BM İnsan Hakları Yüksek Komiseri Volker Türk, geçen ay yaptığı açıklamada İsrail'in Gazze'ye yardım politikasının savaş suçu anlamına gelebileceğini söylemişti.

Sivillerin aç bırakılmasının silah olarak kullanılması, uluslararası insancıl hukukun ciddi bir ihlalidir ve Roma Statüsü ve Uluslararası Ceza Mahkemesi (ICC) Anlaşması uyarınca bir savaş suçudur.

İsrailli ve yabancı yetkililer geçen hafta Haber'a, ICC'nin üst düzey İsrailli yetkililere karşı – muhtemelen Gazze'deki sivillere yardım ulaştırılmasını engelledikleri iddiaları nedeniyle – tutuklama emri çıkartmaya hazırlandığından endişe duyduklarını söylediler. (Ayrıca mahkemenin Hamas liderleri için aynı anda çıkarılabilecek tutuklama emirlerini de değerlendirdiğine inandıklarını söylediler.)


İsrail daha önce, Birleşmiş Milletler'i yardımı yeterli şekilde dağıtmamakla ve Hamas'ı da malzemeleri yağmalamakla suçlayarak, yardımı kısıtlamayı şiddetle reddetmişti. ABD'li ve BM yetkilileri, Hamas'ın bu hafta başında ele geçirdiği ve şu anda kurtarılmakta olan bir sevkiyat dışında buna dair hiçbir kanıt bulunmadığını söyledi.


Sorun ne kadar çözülürse çözülsün, Gazze'deki pek çok insan için, özellikle de kendilerini özellikle savunmasız bırakan hastalıklardan muzdarip çocuklar için yaşam tehlikesinin devam ettiğine şüphe yok. Yerel sağlık yetkililerine göre, 17 Nisan itibarıyla Gazze Şeridi'ndeki hastanelerde yetersiz beslenme veya benzer nedenlerden dolayı 12 yaşın altındaki en az 28 çocuk öldü; bunların arasında bir aylıktan küçük bir düzine bebek de var.

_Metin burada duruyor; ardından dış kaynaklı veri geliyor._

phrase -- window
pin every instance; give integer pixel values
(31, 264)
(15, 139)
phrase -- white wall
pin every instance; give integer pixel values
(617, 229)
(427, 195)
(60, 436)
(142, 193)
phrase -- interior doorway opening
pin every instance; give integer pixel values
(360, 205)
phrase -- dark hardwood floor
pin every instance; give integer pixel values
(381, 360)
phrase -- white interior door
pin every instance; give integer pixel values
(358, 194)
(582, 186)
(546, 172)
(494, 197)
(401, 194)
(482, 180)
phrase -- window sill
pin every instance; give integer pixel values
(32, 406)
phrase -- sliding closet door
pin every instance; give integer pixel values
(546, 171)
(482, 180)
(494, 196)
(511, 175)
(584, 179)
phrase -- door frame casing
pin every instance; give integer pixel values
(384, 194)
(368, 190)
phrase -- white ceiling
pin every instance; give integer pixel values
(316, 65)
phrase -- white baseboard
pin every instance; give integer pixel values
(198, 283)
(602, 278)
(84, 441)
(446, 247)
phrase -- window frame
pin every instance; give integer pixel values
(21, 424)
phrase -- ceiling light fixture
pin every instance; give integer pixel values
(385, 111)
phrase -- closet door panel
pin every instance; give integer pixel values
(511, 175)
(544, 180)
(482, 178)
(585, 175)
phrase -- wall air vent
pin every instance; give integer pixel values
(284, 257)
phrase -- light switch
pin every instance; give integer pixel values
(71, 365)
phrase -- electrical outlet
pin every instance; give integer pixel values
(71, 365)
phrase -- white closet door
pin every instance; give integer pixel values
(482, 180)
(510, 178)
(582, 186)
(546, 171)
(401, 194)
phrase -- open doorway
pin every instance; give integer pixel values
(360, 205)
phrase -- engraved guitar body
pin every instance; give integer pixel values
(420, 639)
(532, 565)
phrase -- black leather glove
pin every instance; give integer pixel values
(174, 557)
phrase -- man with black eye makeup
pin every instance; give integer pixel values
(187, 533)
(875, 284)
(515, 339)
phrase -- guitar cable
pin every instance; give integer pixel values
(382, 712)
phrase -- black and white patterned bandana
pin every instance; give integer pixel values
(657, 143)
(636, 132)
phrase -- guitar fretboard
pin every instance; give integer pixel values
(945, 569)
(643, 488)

Yetkililer, hastaneler dışındaki birçok ölümün habersiz kaldığına inanıyor.

Son haftalarda yardım akışında bazı iyileşmeler oldu ve Çarşamba günü İsrail Erez sınır kapısını yeniden açarak bazı malzemelerin doğrudan Gazze Şeridi'nin kuzeyine akmasına izin verdi.

Gazze'nin kuzeyindeki Cebaliye sakini 36 yaşındaki Fatma Edaama, mahallesindeki koşulların hâlâ zor olduğunu söyledi. Et gibi pek çok ürünün mevcut olmadığını veya fahiş fiyatlara satıldığını söyledi.


Ancak Bayan Edaama, un, konserve ürünler ve diğer ürünlerin çok daha serbestçe bulunabildiğini ve maliyetlerinin büyük oranda düştüğünü söyledi. “Eskiden hiçbir şey yoktu, insanlar hayvan yemlerini öğütüyordu” dedi. “Şimdi yemeğimiz var.”

Yine de yabancı yetkililer ve yardım grupları daha fazlasına ihtiyaç olduğunu söylüyor.

Blinken bu hafta Ürdün'deki bir yardım kampını ziyaret ettikten sonra gazetecilere verdiği demeçte, “Bu gerçek ve önemli bir ilerleme, ancak daha fazlasının yapılması gerekiyor” dedi.